The conflict between Israel and the Arab world is one of the most intractable in history. Negotiations to create a Palestinian state have faltered repeatedly, and recently Benjamin Netanyahu’s fifth government announced its intention to annex the West Bank, bolstered by the Trump administration breaking with convention to not only turn a blind eye but enable the move. However, steps towards peace in the region are emerging from an unexpected source; Israel’s Arab neighbours, particularly the oil-rich Gulf monarchies Saudi Arabia and the United Arab Emirates. These states have traditionally sided with the Palestinian cause, while Israel’s animosity towards them stems from their support for, and contribution to efforts to delegitimise and even attack the Jewish state. The Arab League also placed a trade boycott on Israel upon its founding. As recently as 2000, Saudi Arabia forced Qatar to close its Israeli trade office. Yet diplomatic relations have thawed in recent years, with representatives from Israel and Arab states conducting public meetings, and pursuing military and diplomatic cooperation. The Arab League’s boycott is now only sporadically enforced.
The most apparent reason for this is the shared threat from Iran, due to its support of proxy groups such as Hamas and the Houthis, and its tussling for the leadership of the Muslim world with the Gulf states.
However, the pursuit of economic modernisation and technology is also a major driver behind the détente. A former diplomat from the UAE stated that if not for the negative optics that a public relationship with Israel would carry, his country would pursue public ties, because “we need their military equipment and technology”. In October 2018 Israel sold $250 million worth of Israeli espionage technology to Saudi Arabia, which included the most advanced material Israel has sold to an Arab state, as well as a version of the Iron Dome anti-missile system, to aid in its defence against rockets from Yemen.
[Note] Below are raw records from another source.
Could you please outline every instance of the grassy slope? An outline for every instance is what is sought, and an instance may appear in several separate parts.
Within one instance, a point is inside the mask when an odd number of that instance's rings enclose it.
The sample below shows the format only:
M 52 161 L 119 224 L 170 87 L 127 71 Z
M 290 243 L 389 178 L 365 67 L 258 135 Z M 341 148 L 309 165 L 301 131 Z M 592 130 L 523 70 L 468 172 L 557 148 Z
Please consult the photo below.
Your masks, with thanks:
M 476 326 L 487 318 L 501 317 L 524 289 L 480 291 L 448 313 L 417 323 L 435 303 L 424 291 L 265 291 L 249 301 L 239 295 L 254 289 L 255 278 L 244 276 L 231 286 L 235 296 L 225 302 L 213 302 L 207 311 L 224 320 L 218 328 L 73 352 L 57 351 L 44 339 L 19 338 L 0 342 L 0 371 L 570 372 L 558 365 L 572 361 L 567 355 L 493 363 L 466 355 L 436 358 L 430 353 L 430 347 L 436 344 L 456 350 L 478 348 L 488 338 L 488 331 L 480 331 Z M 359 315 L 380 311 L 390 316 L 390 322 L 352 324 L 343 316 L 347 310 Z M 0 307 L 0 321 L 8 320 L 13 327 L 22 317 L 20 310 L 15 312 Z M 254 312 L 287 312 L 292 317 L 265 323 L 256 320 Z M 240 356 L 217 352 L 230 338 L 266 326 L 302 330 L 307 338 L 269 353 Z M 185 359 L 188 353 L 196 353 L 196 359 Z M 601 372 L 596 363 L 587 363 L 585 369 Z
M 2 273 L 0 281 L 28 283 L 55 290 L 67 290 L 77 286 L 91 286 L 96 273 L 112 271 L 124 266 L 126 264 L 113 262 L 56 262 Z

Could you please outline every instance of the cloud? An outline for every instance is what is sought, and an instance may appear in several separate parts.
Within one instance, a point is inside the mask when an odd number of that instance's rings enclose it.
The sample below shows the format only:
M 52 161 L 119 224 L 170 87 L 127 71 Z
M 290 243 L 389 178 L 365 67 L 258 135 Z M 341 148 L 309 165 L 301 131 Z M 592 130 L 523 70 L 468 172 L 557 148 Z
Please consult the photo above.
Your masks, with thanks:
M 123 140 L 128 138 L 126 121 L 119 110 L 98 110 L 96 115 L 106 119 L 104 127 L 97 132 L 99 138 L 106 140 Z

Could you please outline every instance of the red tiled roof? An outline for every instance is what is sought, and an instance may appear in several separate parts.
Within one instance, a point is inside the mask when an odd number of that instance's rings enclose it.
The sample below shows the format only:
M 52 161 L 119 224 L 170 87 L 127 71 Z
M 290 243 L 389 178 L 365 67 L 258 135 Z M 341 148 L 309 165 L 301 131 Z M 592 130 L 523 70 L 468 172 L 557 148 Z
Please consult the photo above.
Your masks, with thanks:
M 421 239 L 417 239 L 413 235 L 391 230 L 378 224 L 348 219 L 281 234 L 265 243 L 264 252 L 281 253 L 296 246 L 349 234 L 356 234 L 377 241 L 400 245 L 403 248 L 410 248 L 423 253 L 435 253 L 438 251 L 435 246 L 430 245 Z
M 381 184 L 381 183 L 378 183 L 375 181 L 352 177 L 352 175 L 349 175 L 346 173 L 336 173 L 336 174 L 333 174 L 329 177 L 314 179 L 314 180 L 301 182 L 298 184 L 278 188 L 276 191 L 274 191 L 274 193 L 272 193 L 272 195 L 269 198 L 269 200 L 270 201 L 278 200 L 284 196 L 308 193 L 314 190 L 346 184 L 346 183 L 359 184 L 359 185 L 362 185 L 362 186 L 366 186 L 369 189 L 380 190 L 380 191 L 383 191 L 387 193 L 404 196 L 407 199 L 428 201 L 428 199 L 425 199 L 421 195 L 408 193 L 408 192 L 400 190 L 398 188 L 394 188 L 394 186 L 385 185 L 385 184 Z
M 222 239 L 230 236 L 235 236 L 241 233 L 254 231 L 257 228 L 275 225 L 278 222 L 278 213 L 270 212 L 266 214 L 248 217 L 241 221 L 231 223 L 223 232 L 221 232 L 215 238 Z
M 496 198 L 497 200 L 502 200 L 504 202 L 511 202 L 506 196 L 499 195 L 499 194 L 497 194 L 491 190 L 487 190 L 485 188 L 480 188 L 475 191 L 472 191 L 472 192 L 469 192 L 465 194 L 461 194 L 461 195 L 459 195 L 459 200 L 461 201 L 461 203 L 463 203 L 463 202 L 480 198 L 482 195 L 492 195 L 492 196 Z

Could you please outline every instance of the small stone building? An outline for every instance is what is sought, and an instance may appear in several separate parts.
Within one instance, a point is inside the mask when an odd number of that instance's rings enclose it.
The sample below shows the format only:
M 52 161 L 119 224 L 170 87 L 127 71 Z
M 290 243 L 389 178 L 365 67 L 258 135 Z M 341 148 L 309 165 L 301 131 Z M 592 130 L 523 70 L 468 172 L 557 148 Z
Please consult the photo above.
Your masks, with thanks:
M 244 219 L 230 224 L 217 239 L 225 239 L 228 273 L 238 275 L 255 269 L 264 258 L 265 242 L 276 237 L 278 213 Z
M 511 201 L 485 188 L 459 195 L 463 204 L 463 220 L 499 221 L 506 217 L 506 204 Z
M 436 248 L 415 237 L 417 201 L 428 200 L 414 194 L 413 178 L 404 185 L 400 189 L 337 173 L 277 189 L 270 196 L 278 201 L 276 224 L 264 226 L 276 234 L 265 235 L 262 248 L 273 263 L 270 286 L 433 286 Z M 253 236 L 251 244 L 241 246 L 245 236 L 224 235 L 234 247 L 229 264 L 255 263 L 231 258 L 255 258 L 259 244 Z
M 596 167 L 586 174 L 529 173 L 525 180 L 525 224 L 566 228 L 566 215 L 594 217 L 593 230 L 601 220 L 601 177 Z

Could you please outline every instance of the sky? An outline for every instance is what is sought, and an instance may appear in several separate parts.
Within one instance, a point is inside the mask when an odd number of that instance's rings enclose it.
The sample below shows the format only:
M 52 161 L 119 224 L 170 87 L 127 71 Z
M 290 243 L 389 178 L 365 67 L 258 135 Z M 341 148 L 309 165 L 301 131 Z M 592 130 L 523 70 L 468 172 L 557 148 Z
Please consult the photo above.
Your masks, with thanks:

An Israeli firm, AGT International provided $800m worth of electronic fences and surveillance equipment to protect UAE borders and oilfields. Similarly, Saudi Arabia has bought spyware and surveillance equipment from firms such as the NSO Group, which provided the Pegasus software used to spy on the murdered journalist, Jamal Khashoggi. Exchanges between Israel and the Gulf states are not limited to goods, as Israeli businesspeople are increasingly being given permission to visit the kingdoms.
Saudi Arabia and the UAE rely on outside access to technology because of their economies’ reliance on the oil sector. Since the oil boom of the late 20th century, a substantial amount of state revenue has derived from external rent, the profits from selling their ample oil supply. This has led to underinvestment in their manufacturing and service sectors. However, in the wake of dwindling oil supplies and terrorist attacks on infrastructure, both states are attempting to diversify their economies. Higher education at universities such as King Abdullah University of Science and Technology and United Arab Emirates University is heavily focused on science, technology and business skills, in order to equip the Saudi workforce’s skills for a post-oil world, and the UAE Vision 2021 and Saudi Vision 2030 diversification plans revolve heavily around transitioning into high-tech economies.
Furthermore, episodes of political dissent in both states have been preceded by collapses in the price of oil, which threatens their ability to provide services and employment for their citizens. To avert this, they require access to surveillance technology and sophisticated AI which will better enable the state to carry out its duties.
Israel is well suited to pick up the Gulf states’ technological deficiencies. According to the Tony Blair Institute, Israel has a comparative advantage in high-end technical products. It is ranked as the fifth most innovative country by the Bloomberg Innovation Index and has the highest ratio of research and development spending to GDP in the world. Mandatory service in the IDF and admission into elite combat or intelligence units is said to foster potential entrepreneurs with the skills, contacts and creativity to benefit them in the private sector.
The rapprochement is not without challenges. Israeli exports to the Gulf states have to be directed through third-party countries such as Jordan and Turkey, and it is unlikely that any major diplomatic overtures are in the pipelines. Popular opinion in the Arab world remains firmly against Israel; the Gulf states abandoning this position would empower Iran, its regional proxies and extremist Sunnis. Until a satisfactory peace agreement is reached with the Palestinians, the Gulf states will make sure to keep Israel at arm’s length.